ETON DORNEY, Angleterre – Lesley Thompson-Willie est assise depuis si longtemps dans l’embarcation du huit de pointe féminin canadien qu’elle sait assurément de quoi elle parle.
«C’est l’équipe la plus rapide, la plus forte que j’ai vue», a commenté celle qui a remporté quatre médailles olympiques, dont l’or en 1992.
Avec les rameurs canadiens en quête de motivation à la suite des performances médiocres des deux derniers jours, le huit féminin – dont fait partie la Québécoise Andréanne Morin - a livré un message puissant, dominant. Il a remporté sa vague avec le meilleur temps de la journée, prouvant que Thompson-Willie, 52 ans, a sûrement raison.
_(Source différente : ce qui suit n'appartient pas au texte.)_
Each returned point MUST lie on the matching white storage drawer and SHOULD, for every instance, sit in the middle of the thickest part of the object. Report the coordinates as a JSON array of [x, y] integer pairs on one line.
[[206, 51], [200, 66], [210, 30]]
Les Canadiens espèrent aussi qu’elle aura vu juste à ce sujet : «Notre objectif était de gagner. Nous nous sentons bien, solides. Nous en avons encore beaucoup à donner. Nous avons imprimé notre billet pour la finale et rendues-là, nous donnerons tout ce que nous avons.»
Contre les Américaines
Cette victoire en 6 min 13,91 s a ouvert la porte à une finale contre les dominantes Américaines, qui subissent de plus en plus de pression des Canadiennes. Les États-Unis ont remporté les six derniers Championnats du monde, mais à la Coupe du monde d’aviron de Lucerne, plus tôt cette année, le Canada n’a terminé qu’à trois centièmes du bateau américain.
Les Américaines ont inscrit un temps de 6 min 14,68 s pour aussi atteindre la finale. Elles ont devancé les Australiennes, les Britanniques et les Allemandes dans leur vague. Ces trois pays prendront part au repêchage, tout comme les deux nations battues par le Canada, la Roumanie et les Pays-Bas.
Cette victoire du huit de pointe est survenue après que Lindsay Jennerich et Patrica Obee, les vice-championnes du monde de 2011 en deux de couple poids léger, eurent terminé cinquièmes de leur vague. Elles devront passer par le repêchage.
Le deux de couple masculin constitué de Michael Brathwaite et Kevin Kowalyk a fini troisièmes de leur repêchage pour accéder à la demi-finale.
Dose d’énergie
Le directeur de la haute performance canadien Peter Cookson dit qu’il espère que cette victoire du huit de pointe donnera de l’énergie au reste de l’équipe d’aviron.
«J’espère que cela agira comme catalyseur et je suis assez certain que l’équipe bâtira là-dessus, qu’elle en tirera du momentum et qu’elle bâtira là-dessus, a-t-il déclaré.
«C’était beau à voir. Les autres équipages n’ont pas mal couru. C’était leur première course et c’est toujours plus difficile. Je ne crois pas qu’ils ont aussi bien fait qu’ils l’auraient pu, surtout le deux de couple masculin. Mais une victoire comme celle des filles est toujours bonne pour une équipe et je suis assez convaincu que cela donnera confiance à tout e monde.»
Compte tenu de la rivalité qui existe entre les deux pays, la finale impliquant le Canada et les États-Unis s’annoncent comme un des grands moments de la première semaine des Jeux.
«Nous devions passer un message et tailler notre place en finale. C’est ce que nous avons fait», a commenté l’une des de l’équipe, Ashley Brzozowicz.
Toutefois, les Canadiennes assurent ne pas prendre les Roumaines à la légère. Le pays est grimpé sur le podium dans cette catégorie à chaque Jeux olympiques depuis 1980.